What is a serial port interface?
In simple terms, a serial port interface translates signals from a computer serial port to be used to place a transceiver into transmit or send CW (morse code) characters. A computer serial port usually has 9 pins, although some older PC’s may have 25 pin serial ports fitted. Both types carry out the same function, the only difference being the size and the pin connections. As it’s name suggests, a serial port sends data serially, in other words, each piece of data is sent one after the other.
Each piece of data is sent as a “1” or “0”, this corresponds to a positive (1) or negative (0) voltage. This voltage is normally around 12v, that is +12v and -12v relative to the pc ground, although it perfectly acceptable to be anywhere between 3v and 25v. What we need is a method of turning the stream of high and low voltages into a format that is useable by the transceiver. As nearly all transceivers employ a system of connecting the PTT/CW key to ground to turn on the transmitter, we can see this is the opposite to the data sent from the PC. We don’t want to be pushing, potentially, 25v or -25v the wrong way into the radio either! Also, to further complicate matters, there may be a low voltage (5v) on the radio PTT/CW key connection.
Unless we need to process the serial port data, for example, full radio status and control, all we need to do is use the serial data to effectively turn a switch on and off. When the “switch” is on it connects the transceivers PTT/CW key to ground causing the radio to transmit.
Design a simple interface
So how to accomplish this seemingly simple task?
Easy! Let’s use a low voltage relay. Errrm, NO! Why not? For several reasons, firstly, the PC serial port probably won’t be able to supply enough current to operate the relay. Then there is the wide range of possible voltages that the port may use. Another good reason is that the relay will be noisy. What about the relay opening and closing at high speed, will the contacts “bounce”? probably. A big issue could be the reverse voltage spike when the relay is de-energised, of course a diode can take of that, but what if the diode breaks down?
OK, so that’s the relay idea thrown out of the window…
The transistor! Well, yes maybe, it’s fast, silent, some can handle large voltage and current swings. Should be simple to design and implement. But wait. Ideally we need to keep the radio ground isolated from the PC ground. Hmmm, to get isolation from each other this could take some serious design time, but we’re getting there…
Enter stage left, the opto isolator, sometimes called an opto coupler.

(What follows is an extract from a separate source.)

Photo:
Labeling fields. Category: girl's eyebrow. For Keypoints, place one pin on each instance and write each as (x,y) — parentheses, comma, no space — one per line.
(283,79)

What’s this magical component of which you speak? The opto isolator is an IC that contains an LED, usually an infra-red, and a phototransistor. We know a LED works by producing light when a voltage is passed through it. The phototransistor works similar to a normal transistor, except that instead of requiring a base voltage/current to turn it on, it’s activated by light. Therefore, when the LED lights, the phototransitor turns on, and vice-versa.
Because of the methods used in maufacturing the opto isolators, there is full isolation between the LED on the input side and the phototransistor on the output side. So the opto isolator can tranform the serial 1’s and 0’s into off’s and on’s and more importantly, isolate the serial port voltage from the transceiver.
Building the interface
The opto isolator I’m using in this project is the 4N35. It’s a 6 pin DIL standard IC package requiring the addition of only a single resistor and diode to build the circuit. As can be seen in the schematic, pin 1 is connected to the DTR pin of the PC serial port via a 1.2K resistor. The resistor is simply used to limit the current flowing through the LED inside the IC. Pin 2 is connected to the serial port ground. A 1N4148 diode is connected in reverse across these pins to prevent damage to the IC by the negative voltage produced on the serial port when in the “0” state.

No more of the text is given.